One of the First Jeep Girls August 10 2017, 0 Comments
He took me on an amazing tour through a sea of Wranglers being built from scratch. The one thing on that tour I won't ever forget was the extraordinary vibe I felt inside that Jeep plant in Toledo, Ohio. It was a sense of fierce pride, overwhelming joy, but something even more than that. The feeling is something words cannot describe.
Royals wife, Amber, is in Florida helping her Grandmother, who is in hospice, pack up her belongings. She wants to spend the remaining days of her life back in the place she loves, home in Toledo. Phyllis, called Busia by her family, is a decedent of Polish royalty. Her grandmother was a princess. Before Amber left for Florida her grandmother had one request ~~ to bring her a Jeep t-shirt.
Jeep is a way of life. As a Jeep owner I get that. For the community of Toledo there is not a more fitting statement. It literally is.... their.... way of life. This community is extremely proud of Jeep.
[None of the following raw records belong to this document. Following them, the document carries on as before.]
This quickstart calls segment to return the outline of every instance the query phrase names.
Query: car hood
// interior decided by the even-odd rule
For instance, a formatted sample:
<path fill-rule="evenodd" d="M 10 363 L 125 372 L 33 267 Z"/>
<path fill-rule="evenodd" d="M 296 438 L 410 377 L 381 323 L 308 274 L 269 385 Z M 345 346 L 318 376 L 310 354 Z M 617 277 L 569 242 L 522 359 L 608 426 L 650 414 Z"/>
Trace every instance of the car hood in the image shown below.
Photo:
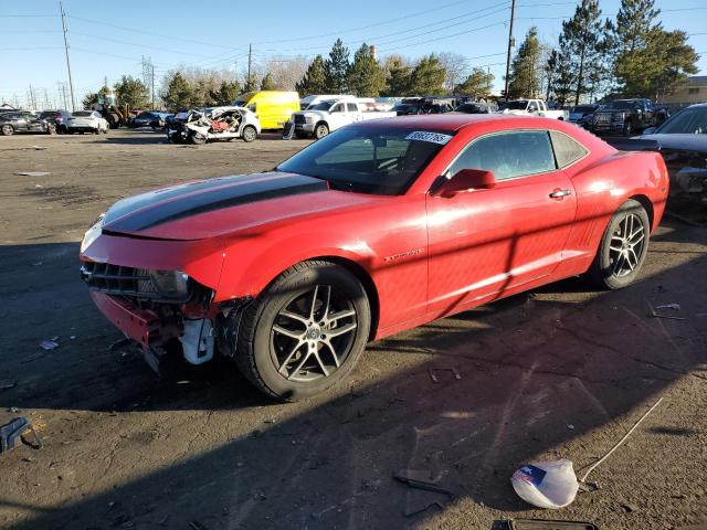
<path fill-rule="evenodd" d="M 115 203 L 103 232 L 163 240 L 201 240 L 323 211 L 370 202 L 326 181 L 272 171 L 162 188 Z"/>
<path fill-rule="evenodd" d="M 707 153 L 707 135 L 643 135 L 641 140 L 655 140 L 661 149 L 701 151 Z"/>

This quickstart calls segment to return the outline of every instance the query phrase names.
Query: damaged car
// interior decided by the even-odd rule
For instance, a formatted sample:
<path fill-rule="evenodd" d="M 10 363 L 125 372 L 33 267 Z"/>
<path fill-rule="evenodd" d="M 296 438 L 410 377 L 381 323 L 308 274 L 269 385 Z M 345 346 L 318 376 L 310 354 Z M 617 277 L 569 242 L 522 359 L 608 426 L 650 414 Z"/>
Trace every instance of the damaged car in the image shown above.
<path fill-rule="evenodd" d="M 154 368 L 230 359 L 294 401 L 370 340 L 570 276 L 629 286 L 667 191 L 658 153 L 558 119 L 374 119 L 270 171 L 118 201 L 81 276 Z"/>
<path fill-rule="evenodd" d="M 707 206 L 707 103 L 682 109 L 637 139 L 655 142 L 663 155 L 674 184 L 673 197 Z"/>
<path fill-rule="evenodd" d="M 166 126 L 167 140 L 201 145 L 242 138 L 250 142 L 261 135 L 257 115 L 244 107 L 210 107 L 179 113 Z"/>

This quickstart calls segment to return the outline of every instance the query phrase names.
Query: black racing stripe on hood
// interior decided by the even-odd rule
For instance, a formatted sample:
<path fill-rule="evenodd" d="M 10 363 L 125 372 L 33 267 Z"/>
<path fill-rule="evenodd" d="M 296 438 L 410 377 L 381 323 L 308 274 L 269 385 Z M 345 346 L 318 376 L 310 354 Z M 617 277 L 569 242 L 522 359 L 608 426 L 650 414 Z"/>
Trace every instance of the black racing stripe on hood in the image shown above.
<path fill-rule="evenodd" d="M 270 174 L 272 176 L 272 173 Z M 133 214 L 126 212 L 125 216 L 112 222 L 108 221 L 106 229 L 115 232 L 139 232 L 204 212 L 329 189 L 326 181 L 302 174 L 276 179 L 263 177 L 236 182 L 234 186 L 225 188 L 209 189 L 214 188 L 213 184 L 202 187 L 201 189 L 205 188 L 205 191 L 193 194 L 191 192 L 194 191 L 194 188 L 184 189 L 181 192 L 183 197 L 171 193 L 169 201 L 159 202 L 152 208 L 144 208 Z M 223 184 L 223 181 L 218 182 L 217 186 L 220 184 Z M 165 197 L 160 197 L 161 199 Z"/>

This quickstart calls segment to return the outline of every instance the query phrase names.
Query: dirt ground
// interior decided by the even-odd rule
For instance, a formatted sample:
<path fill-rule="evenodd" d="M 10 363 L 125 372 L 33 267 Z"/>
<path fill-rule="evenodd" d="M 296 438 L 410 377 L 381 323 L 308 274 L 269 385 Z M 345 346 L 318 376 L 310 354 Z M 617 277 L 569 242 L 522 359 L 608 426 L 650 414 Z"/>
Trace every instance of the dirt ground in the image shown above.
<path fill-rule="evenodd" d="M 123 130 L 0 138 L 0 423 L 28 416 L 44 442 L 0 455 L 2 528 L 707 521 L 707 231 L 671 219 L 630 288 L 570 279 L 371 343 L 346 384 L 303 403 L 274 404 L 234 369 L 158 382 L 131 347 L 110 350 L 120 333 L 78 277 L 91 222 L 122 197 L 270 169 L 305 144 L 197 148 Z M 668 303 L 682 309 L 662 311 L 682 319 L 650 317 Z M 40 349 L 53 337 L 57 349 Z M 591 475 L 601 489 L 556 512 L 515 495 L 518 466 L 569 458 L 580 469 L 661 396 Z M 392 479 L 405 468 L 453 496 Z"/>

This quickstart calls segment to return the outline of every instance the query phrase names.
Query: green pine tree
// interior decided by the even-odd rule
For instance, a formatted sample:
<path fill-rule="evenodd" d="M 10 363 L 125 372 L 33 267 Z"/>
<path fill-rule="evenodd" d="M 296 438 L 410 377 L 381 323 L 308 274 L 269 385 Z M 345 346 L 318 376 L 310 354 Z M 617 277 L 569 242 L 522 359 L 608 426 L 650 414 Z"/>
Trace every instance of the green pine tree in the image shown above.
<path fill-rule="evenodd" d="M 177 113 L 191 106 L 194 93 L 184 76 L 179 72 L 175 72 L 161 96 L 165 106 L 170 112 Z"/>
<path fill-rule="evenodd" d="M 537 97 L 540 88 L 540 41 L 538 40 L 538 29 L 534 25 L 518 47 L 518 52 L 513 60 L 510 75 L 508 80 L 508 97 Z"/>
<path fill-rule="evenodd" d="M 305 75 L 295 85 L 295 89 L 300 96 L 308 96 L 312 94 L 325 94 L 327 89 L 326 80 L 326 66 L 324 57 L 317 55 L 314 61 L 309 63 Z"/>
<path fill-rule="evenodd" d="M 601 21 L 599 0 L 582 0 L 574 10 L 574 15 L 562 22 L 562 52 L 569 59 L 569 66 L 573 77 L 574 105 L 588 93 L 590 85 L 590 64 L 605 61 L 601 42 L 604 39 L 605 26 Z"/>
<path fill-rule="evenodd" d="M 347 74 L 349 71 L 349 50 L 341 39 L 337 39 L 324 63 L 326 91 L 330 94 L 345 94 L 348 91 Z"/>
<path fill-rule="evenodd" d="M 261 80 L 261 91 L 276 91 L 276 89 L 277 89 L 277 87 L 275 86 L 275 82 L 273 81 L 273 76 L 268 72 Z"/>
<path fill-rule="evenodd" d="M 494 74 L 484 72 L 483 68 L 474 68 L 466 80 L 457 85 L 456 93 L 463 96 L 472 96 L 475 99 L 486 98 L 494 86 Z"/>
<path fill-rule="evenodd" d="M 383 95 L 386 96 L 411 96 L 412 95 L 412 68 L 408 66 L 402 57 L 388 57 L 386 62 L 388 78 Z"/>
<path fill-rule="evenodd" d="M 420 96 L 444 93 L 446 71 L 434 54 L 422 57 L 410 74 L 412 92 Z"/>
<path fill-rule="evenodd" d="M 113 85 L 113 89 L 120 104 L 128 105 L 130 108 L 145 108 L 149 104 L 147 86 L 130 75 L 124 75 L 118 83 Z"/>
<path fill-rule="evenodd" d="M 218 91 L 211 91 L 209 93 L 214 105 L 231 105 L 235 98 L 239 97 L 239 94 L 241 94 L 241 84 L 238 81 L 230 83 L 224 81 Z"/>
<path fill-rule="evenodd" d="M 347 72 L 347 85 L 348 91 L 359 97 L 376 97 L 386 86 L 383 71 L 366 43 L 354 54 Z"/>

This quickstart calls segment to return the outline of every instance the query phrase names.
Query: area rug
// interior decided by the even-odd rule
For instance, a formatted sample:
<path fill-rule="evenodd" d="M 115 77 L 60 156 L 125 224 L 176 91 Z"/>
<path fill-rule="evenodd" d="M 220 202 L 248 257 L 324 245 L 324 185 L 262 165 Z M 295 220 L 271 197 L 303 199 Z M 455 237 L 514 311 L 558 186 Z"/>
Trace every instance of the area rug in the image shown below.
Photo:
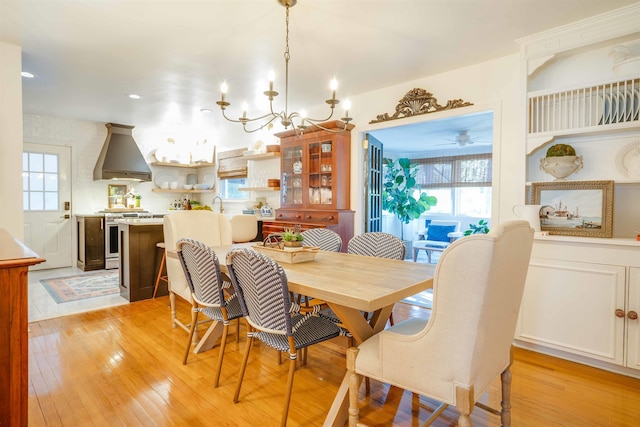
<path fill-rule="evenodd" d="M 40 283 L 58 304 L 120 292 L 118 270 L 42 279 Z"/>
<path fill-rule="evenodd" d="M 433 290 L 429 289 L 424 292 L 420 292 L 419 294 L 415 294 L 410 296 L 409 298 L 405 298 L 400 302 L 404 302 L 406 304 L 417 305 L 425 308 L 432 308 L 433 306 Z"/>

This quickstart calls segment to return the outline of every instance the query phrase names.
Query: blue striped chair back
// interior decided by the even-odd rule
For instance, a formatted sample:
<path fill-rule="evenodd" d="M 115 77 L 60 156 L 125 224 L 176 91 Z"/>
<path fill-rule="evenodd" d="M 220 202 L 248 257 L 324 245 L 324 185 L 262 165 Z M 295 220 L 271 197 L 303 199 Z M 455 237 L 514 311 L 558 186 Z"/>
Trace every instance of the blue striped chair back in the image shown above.
<path fill-rule="evenodd" d="M 180 239 L 176 249 L 196 301 L 222 307 L 225 304 L 223 281 L 215 252 L 193 239 Z"/>
<path fill-rule="evenodd" d="M 251 249 L 234 249 L 227 254 L 227 268 L 249 324 L 259 330 L 291 335 L 291 303 L 282 267 Z"/>
<path fill-rule="evenodd" d="M 404 259 L 405 246 L 402 240 L 393 234 L 374 231 L 349 240 L 347 252 L 378 258 Z"/>
<path fill-rule="evenodd" d="M 312 228 L 302 233 L 305 246 L 316 246 L 323 251 L 340 252 L 342 250 L 342 238 L 338 233 L 328 228 Z"/>

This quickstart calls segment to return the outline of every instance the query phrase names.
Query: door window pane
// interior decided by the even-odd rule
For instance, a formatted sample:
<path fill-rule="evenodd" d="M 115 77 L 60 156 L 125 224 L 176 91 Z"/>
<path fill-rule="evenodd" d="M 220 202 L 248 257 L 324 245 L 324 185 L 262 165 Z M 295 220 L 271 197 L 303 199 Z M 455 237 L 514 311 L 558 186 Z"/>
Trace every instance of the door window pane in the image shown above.
<path fill-rule="evenodd" d="M 55 154 L 22 153 L 22 205 L 24 210 L 59 210 L 59 169 L 59 158 Z"/>

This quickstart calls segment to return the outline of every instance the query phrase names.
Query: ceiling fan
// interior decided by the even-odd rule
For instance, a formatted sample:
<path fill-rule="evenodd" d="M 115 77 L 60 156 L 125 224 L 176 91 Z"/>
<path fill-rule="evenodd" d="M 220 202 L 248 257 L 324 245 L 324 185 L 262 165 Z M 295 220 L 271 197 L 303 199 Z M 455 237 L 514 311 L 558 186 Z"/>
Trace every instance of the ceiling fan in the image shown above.
<path fill-rule="evenodd" d="M 447 139 L 447 141 L 453 141 L 451 143 L 445 143 L 445 144 L 436 144 L 436 145 L 455 145 L 458 144 L 460 147 L 464 147 L 467 144 L 473 144 L 475 142 L 475 139 L 471 138 L 469 136 L 469 131 L 468 130 L 461 130 L 457 135 L 455 139 Z"/>

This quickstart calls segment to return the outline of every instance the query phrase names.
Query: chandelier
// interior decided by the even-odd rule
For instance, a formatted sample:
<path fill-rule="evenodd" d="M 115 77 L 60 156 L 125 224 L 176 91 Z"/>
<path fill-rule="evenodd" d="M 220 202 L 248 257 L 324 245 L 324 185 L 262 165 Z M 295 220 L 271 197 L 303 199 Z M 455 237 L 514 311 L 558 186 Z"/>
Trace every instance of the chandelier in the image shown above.
<path fill-rule="evenodd" d="M 249 118 L 247 117 L 247 109 L 248 107 L 246 106 L 246 104 L 244 104 L 242 106 L 242 117 L 238 118 L 238 119 L 233 119 L 228 117 L 225 114 L 225 109 L 227 107 L 229 107 L 231 104 L 225 100 L 225 95 L 227 94 L 227 83 L 223 82 L 222 86 L 220 87 L 220 92 L 221 92 L 221 97 L 220 97 L 220 101 L 217 101 L 216 104 L 218 104 L 220 106 L 220 110 L 222 111 L 222 116 L 227 119 L 230 122 L 234 122 L 234 123 L 242 123 L 242 128 L 244 129 L 245 132 L 247 133 L 252 133 L 252 132 L 256 132 L 259 131 L 265 127 L 268 127 L 269 125 L 271 125 L 275 120 L 280 119 L 280 123 L 282 124 L 282 126 L 284 126 L 285 129 L 288 129 L 289 126 L 292 126 L 293 129 L 295 130 L 296 134 L 298 136 L 301 136 L 302 133 L 304 132 L 305 128 L 307 128 L 308 126 L 313 126 L 313 127 L 317 127 L 320 128 L 322 130 L 326 130 L 332 133 L 339 133 L 339 132 L 344 132 L 347 129 L 347 125 L 349 124 L 349 122 L 352 120 L 349 117 L 349 101 L 345 101 L 345 116 L 342 117 L 340 120 L 343 122 L 343 126 L 342 127 L 338 127 L 338 128 L 334 128 L 334 129 L 328 129 L 325 128 L 321 125 L 322 122 L 326 122 L 328 120 L 330 120 L 333 117 L 333 113 L 335 110 L 336 105 L 338 105 L 340 103 L 339 99 L 336 99 L 336 89 L 338 86 L 338 83 L 336 81 L 336 79 L 334 78 L 333 80 L 331 80 L 331 91 L 332 91 L 332 95 L 331 95 L 331 99 L 327 99 L 325 102 L 327 104 L 329 104 L 329 107 L 331 109 L 330 114 L 328 117 L 324 118 L 324 119 L 313 119 L 313 118 L 309 118 L 306 117 L 306 114 L 304 113 L 297 113 L 297 112 L 289 112 L 289 59 L 291 58 L 291 55 L 289 53 L 289 8 L 295 6 L 295 4 L 297 3 L 297 0 L 278 0 L 278 3 L 280 3 L 281 5 L 283 5 L 286 8 L 286 19 L 285 19 L 285 25 L 286 25 L 286 37 L 285 37 L 285 50 L 284 50 L 284 63 L 285 63 L 285 86 L 284 86 L 284 110 L 280 111 L 279 113 L 275 112 L 273 109 L 273 100 L 276 96 L 278 96 L 278 92 L 276 92 L 275 90 L 273 90 L 273 80 L 274 80 L 274 74 L 273 73 L 269 73 L 269 90 L 263 92 L 264 95 L 269 98 L 269 110 L 270 112 L 264 114 L 263 116 L 260 117 L 255 117 L 255 118 Z M 247 125 L 248 124 L 254 124 L 255 127 L 253 128 L 249 128 Z"/>

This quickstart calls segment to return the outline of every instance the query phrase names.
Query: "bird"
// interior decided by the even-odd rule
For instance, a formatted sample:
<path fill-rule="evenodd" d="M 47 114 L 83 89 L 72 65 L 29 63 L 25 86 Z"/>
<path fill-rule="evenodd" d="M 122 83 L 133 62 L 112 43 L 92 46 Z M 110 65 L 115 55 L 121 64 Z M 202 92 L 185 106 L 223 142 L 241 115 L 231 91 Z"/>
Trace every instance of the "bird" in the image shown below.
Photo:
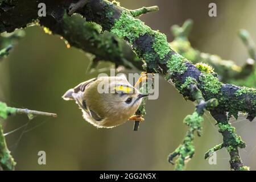
<path fill-rule="evenodd" d="M 135 85 L 143 80 L 141 78 Z M 141 115 L 134 114 L 142 98 L 149 94 L 141 93 L 135 86 L 124 74 L 102 76 L 79 84 L 67 91 L 62 98 L 75 100 L 82 110 L 84 118 L 93 126 L 112 128 L 128 120 L 144 121 Z"/>

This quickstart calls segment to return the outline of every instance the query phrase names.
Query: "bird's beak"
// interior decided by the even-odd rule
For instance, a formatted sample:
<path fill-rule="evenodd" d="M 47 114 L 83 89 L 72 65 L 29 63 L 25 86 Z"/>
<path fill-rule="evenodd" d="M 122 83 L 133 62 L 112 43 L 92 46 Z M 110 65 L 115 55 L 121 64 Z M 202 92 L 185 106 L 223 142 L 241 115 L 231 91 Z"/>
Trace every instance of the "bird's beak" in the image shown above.
<path fill-rule="evenodd" d="M 140 93 L 138 96 L 138 99 L 140 99 L 140 98 L 141 98 L 142 97 L 147 97 L 147 96 L 149 96 L 149 94 L 148 94 L 148 93 Z"/>

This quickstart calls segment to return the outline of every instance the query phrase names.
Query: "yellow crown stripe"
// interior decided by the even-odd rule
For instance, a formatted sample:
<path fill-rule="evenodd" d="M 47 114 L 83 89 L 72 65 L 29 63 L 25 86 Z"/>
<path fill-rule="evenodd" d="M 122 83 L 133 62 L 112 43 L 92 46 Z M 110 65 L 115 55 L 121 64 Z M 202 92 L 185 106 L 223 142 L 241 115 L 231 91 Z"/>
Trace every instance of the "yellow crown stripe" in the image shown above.
<path fill-rule="evenodd" d="M 131 93 L 133 91 L 133 89 L 126 86 L 120 85 L 115 87 L 115 90 L 116 91 L 123 92 L 126 93 Z"/>

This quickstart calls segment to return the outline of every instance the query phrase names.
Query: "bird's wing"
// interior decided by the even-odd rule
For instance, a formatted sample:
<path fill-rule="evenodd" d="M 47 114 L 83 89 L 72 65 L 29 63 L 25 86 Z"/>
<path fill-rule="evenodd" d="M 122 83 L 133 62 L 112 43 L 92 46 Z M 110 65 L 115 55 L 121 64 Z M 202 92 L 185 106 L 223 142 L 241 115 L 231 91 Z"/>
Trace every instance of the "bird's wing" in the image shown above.
<path fill-rule="evenodd" d="M 80 92 L 83 92 L 88 84 L 92 83 L 93 81 L 95 81 L 96 80 L 97 78 L 94 78 L 87 80 L 85 82 L 81 82 L 77 86 L 75 86 L 74 88 L 70 89 L 68 91 L 67 91 L 66 93 L 65 93 L 65 94 L 63 95 L 63 96 L 62 96 L 62 98 L 66 101 L 75 100 L 73 96 L 80 96 L 80 94 L 79 94 Z"/>

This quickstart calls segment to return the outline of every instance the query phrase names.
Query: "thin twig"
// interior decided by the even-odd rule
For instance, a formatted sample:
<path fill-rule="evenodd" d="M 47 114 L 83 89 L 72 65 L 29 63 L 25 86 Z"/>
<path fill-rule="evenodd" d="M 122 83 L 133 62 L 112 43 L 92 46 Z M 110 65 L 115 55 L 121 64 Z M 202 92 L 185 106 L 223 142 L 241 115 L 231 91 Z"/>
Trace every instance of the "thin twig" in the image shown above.
<path fill-rule="evenodd" d="M 16 114 L 33 114 L 38 115 L 44 115 L 49 116 L 53 118 L 57 117 L 57 114 L 51 113 L 47 112 L 39 111 L 37 110 L 29 110 L 27 109 L 16 109 Z"/>
<path fill-rule="evenodd" d="M 142 7 L 137 10 L 130 10 L 130 13 L 134 17 L 137 17 L 144 14 L 158 11 L 159 8 L 157 6 L 150 7 Z"/>

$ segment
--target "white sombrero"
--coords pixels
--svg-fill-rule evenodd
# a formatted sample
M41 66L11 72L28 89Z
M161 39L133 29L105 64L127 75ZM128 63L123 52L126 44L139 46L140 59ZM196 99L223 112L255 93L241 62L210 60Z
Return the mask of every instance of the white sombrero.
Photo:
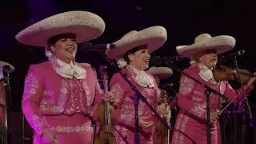
M13 66L11 64L5 62L2 62L2 61L0 61L0 68L2 68L4 66L6 66L6 65L10 66L10 72L14 71L14 66Z
M195 38L194 43L190 46L176 47L178 54L187 58L193 58L202 50L214 49L217 54L225 53L234 48L234 38L229 35L211 37L209 34L202 34Z
M105 22L99 16L87 11L69 11L39 21L15 38L26 45L46 46L49 38L60 34L74 34L80 43L99 37L104 30Z
M150 67L146 72L154 77L158 77L160 79L167 78L173 74L173 70L168 67Z
M108 50L106 54L110 58L119 59L128 50L143 45L146 45L149 53L152 53L163 45L166 39L166 30L162 26L152 26L140 31L133 30L114 42L115 48Z

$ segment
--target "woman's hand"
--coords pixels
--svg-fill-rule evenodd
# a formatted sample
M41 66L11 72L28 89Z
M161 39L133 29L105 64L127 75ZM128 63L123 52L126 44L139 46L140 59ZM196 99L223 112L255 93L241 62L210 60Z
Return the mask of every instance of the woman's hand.
M58 144L58 140L56 136L52 131L46 130L42 134L42 143L47 144Z
M110 91L108 91L106 93L104 94L103 95L103 98L102 98L102 100L104 102L110 102L111 104L114 103L115 102L115 99L114 99L114 94L112 92Z
M218 119L218 113L219 111L217 110L215 112L210 112L210 123L213 123L214 121ZM205 118L206 121L207 121L207 114L206 115Z
M140 127L150 127L154 124L153 121L145 121L151 116L142 116L138 118L138 126Z
M161 116L161 118L166 117L168 114L167 108L165 103L161 103L158 106L158 113Z

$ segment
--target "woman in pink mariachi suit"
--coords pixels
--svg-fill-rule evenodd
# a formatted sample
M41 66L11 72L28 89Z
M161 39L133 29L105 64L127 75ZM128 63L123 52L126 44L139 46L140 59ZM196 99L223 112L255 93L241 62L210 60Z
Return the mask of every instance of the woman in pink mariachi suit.
M159 91L153 76L144 71L148 68L150 54L166 40L162 26L152 26L141 31L130 31L114 42L116 48L106 51L109 58L118 60L122 73L146 97L156 110ZM134 92L121 74L114 74L110 80L111 92L115 97L114 128L118 143L134 143L134 105L130 97ZM139 101L139 134L142 144L152 144L154 116L146 104Z
M208 34L198 35L194 44L177 46L178 53L193 59L193 65L183 70L184 73L207 84L226 95L234 102L243 98L242 89L248 94L252 90L255 78L251 78L243 88L234 90L226 81L216 82L212 70L215 67L217 54L230 50L235 45L233 37L222 35L211 37ZM206 102L205 88L191 78L182 74L180 79L178 105L180 108L173 134L173 144L206 144ZM218 122L218 112L222 100L215 94L210 96L210 120L211 143L220 144L220 128Z
M49 61L31 65L27 73L22 111L34 130L34 143L89 143L90 117L102 98L94 69L77 63L77 43L100 36L103 20L86 11L70 11L43 19L16 38L46 46ZM110 100L110 94L106 94Z

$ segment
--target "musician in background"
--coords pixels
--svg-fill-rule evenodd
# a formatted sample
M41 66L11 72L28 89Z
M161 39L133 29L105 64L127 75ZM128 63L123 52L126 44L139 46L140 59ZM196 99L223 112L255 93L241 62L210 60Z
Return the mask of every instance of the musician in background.
M22 112L34 130L34 143L90 143L93 108L105 98L96 71L75 62L77 43L100 36L103 20L87 11L70 11L43 19L21 31L22 43L45 46L48 61L31 65ZM95 109L94 109L95 110Z
M190 67L183 70L184 73L217 90L226 95L229 101L235 98L233 102L238 102L243 98L242 90L245 90L246 95L248 95L256 78L250 78L244 87L234 90L227 81L216 82L213 75L218 54L231 50L234 45L235 39L231 36L211 37L208 34L202 34L195 38L194 44L177 46L176 50L180 55L194 61ZM179 93L177 94L179 112L172 143L207 143L205 90L202 85L182 74ZM222 101L218 95L210 94L210 122L212 144L221 143L218 118Z
M161 89L160 80L166 79L173 74L173 70L168 67L150 67L147 72L153 75L156 80L159 88L160 97L158 98L158 112L166 123L170 126L170 115L171 110L168 105L168 94L167 92ZM155 121L154 132L153 141L154 144L170 144L170 130L166 129L159 120Z
M116 59L122 73L143 94L156 110L159 90L153 76L144 70L149 66L150 54L158 49L166 40L166 30L162 26L152 26L141 31L130 31L114 42L114 49L106 51L106 55ZM118 143L134 143L134 104L132 98L135 93L119 73L110 80L111 92L115 96L114 123ZM138 105L138 126L141 144L152 144L154 116L143 102Z

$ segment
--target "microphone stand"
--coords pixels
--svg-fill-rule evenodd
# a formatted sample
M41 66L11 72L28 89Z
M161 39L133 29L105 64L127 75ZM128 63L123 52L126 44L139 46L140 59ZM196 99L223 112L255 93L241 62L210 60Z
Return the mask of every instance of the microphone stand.
M220 94L218 91L217 91L216 90L211 88L210 86L209 86L208 85L202 83L202 82L198 81L198 79L196 79L195 78L191 77L190 75L184 73L183 71L182 71L181 70L179 70L178 68L176 68L174 66L170 66L174 70L177 71L178 73L180 73L182 74L184 74L186 76L187 76L188 78L193 79L194 82L199 83L202 86L203 86L204 88L206 88L205 90L205 94L206 94L206 123L207 123L207 130L206 130L206 137L207 137L207 144L210 144L210 93L214 93L218 94L219 97L224 98L226 101L228 100L227 97Z
M246 91L245 91L245 89L243 87L243 83L241 80L241 76L240 76L240 74L238 72L239 70L239 68L238 68L238 61L237 61L237 56L234 56L231 58L233 63L234 63L234 66L235 67L235 70L237 71L237 74L238 74L238 81L239 81L239 83L240 83L240 86L242 86L242 94L243 94L243 97L244 97L244 99L246 101L246 106L247 106L247 109L248 109L248 112L249 112L249 116L250 116L250 124L252 123L252 125L254 126L254 119L253 119L253 116L252 116L252 114L251 114L251 111L250 111L250 106L249 105L249 102L248 102L248 99L247 99L247 97L246 95ZM234 105L234 108L236 109L237 106L236 104ZM237 130L236 130L236 126L237 126L237 112L236 110L234 110L234 142L235 143L237 143Z
M6 91L6 94L5 94L5 100L6 100L6 106L5 106L5 117L6 117L6 122L5 126L3 126L3 130L5 131L6 131L6 133L5 134L6 135L4 136L4 140L3 142L9 144L11 142L10 139L10 133L11 133L11 130L10 128L10 66L6 65L2 66L2 70L3 70L3 79L4 79L4 86L5 86L5 91Z
M114 69L116 72L118 72L122 78L130 85L131 90L135 92L135 94L131 98L134 100L134 119L135 119L135 134L134 134L134 144L139 144L139 127L138 127L138 100L141 99L146 106L151 110L151 111L154 114L154 115L160 120L160 122L163 124L163 126L166 129L170 129L170 126L166 123L165 120L163 120L161 116L155 111L155 110L152 107L152 106L147 102L146 98L138 91L137 87L133 85L128 79L127 75L126 74L122 74L121 72L121 69L117 66L117 63L110 58L106 58L106 54L103 53L100 53L102 57Z

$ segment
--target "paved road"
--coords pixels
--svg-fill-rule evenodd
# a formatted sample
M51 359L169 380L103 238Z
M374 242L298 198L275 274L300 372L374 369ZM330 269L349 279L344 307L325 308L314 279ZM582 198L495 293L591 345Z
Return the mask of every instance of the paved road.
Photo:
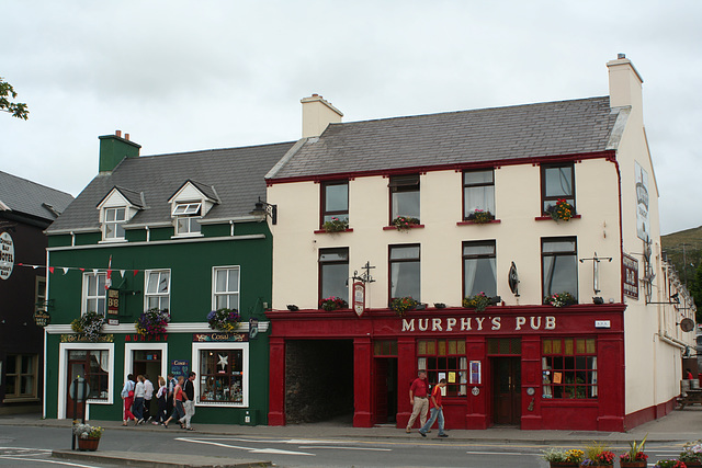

James Jefferson, millwright, Toledo Assembly Complex. "We buy what we build. This is our passion. I couldn't be prouder. We work some long hours, but my attitude is: I don't have to come to work, I GET to come to work, and I enjoy that." Cars.com
The Jeep facility is the largest employer in Lucas County,
Ohio. It is vital to the stability and well-being of the community. This community is a passionately, proud bunch. They have fiercely fought several times to keep Jeep in Toledo. They know that even in those tougher times the Wrangler will always sell. To them it is not just a Jeep it's Toledo Jeep.
Jeep has been a part of the Toledo community since 1941, even earlier when it was Willys-Overland. Even back then Jeep was vital to the community. More so than we can ever imagine. The area was still feeling the effects of the depression. The Toledo plant meant a lot to many families back in the World War 2 era.
Phyllis Miller, Amber's grandmother, now 93, took a job at the Jeep plant back in 1942 with several other women. They were from a Polish Village right next to the plant. Dirt poor not knowing where the next meal was coming from, Phyliss found her job at the Willy's/Kaiser/Jeep plant as a way out of "the life of poverty". Phyllis recalls, "It was the first time in my life I could remember having food on a consistent basis."
Life during the depression was like nothing any of us can imagine. As Amber helps her grandmother pack up her belongings, she is on a scavenger hunt for money. Busia, tells Amber of all her secret places she has left her money. She hides it everywhere.
This is a natural reaction a lot of people have because of the Depression. She doesn't trust the bank so she hides $1000 here and $1500 there.
Jeep brought consistency to Busia's life and many, many others. Jeep gave her financial security during a time when they were dirt poor. She found new friends because of Jeep. These ladies were "forever friends" way before the phrase BFF's became popular. She met the love of her life, her husband, at Jeep. She also loved her job sewing seats. She worked at the Toledo Jeep plant from 1942 to 1978.
In Phyllis's words... Jeep gave me a means to a good life. Jeep means everything to me. I met the only love of my life at Jeep and Jeep gave me the means to raise two children. It gives me pride and I love that I worked on the Wrangler. I am proud to be a Union Sister. She said, "We weren't taking shit from anybody!"
Soon Phyllis will be back home in Toledo, the place she loves, with her family and friends as Jeep continues to change peoples lives. It certainly changed mine. However, Phyllis was lucky to find Jeep at an early age. It took me decades to find my Jeep. As Jeep changed Phyllis's life, Jeep forever changed my life. So to all those great Toledo Jeep workers past and present, my sincere thanks for your dedication to an American icon!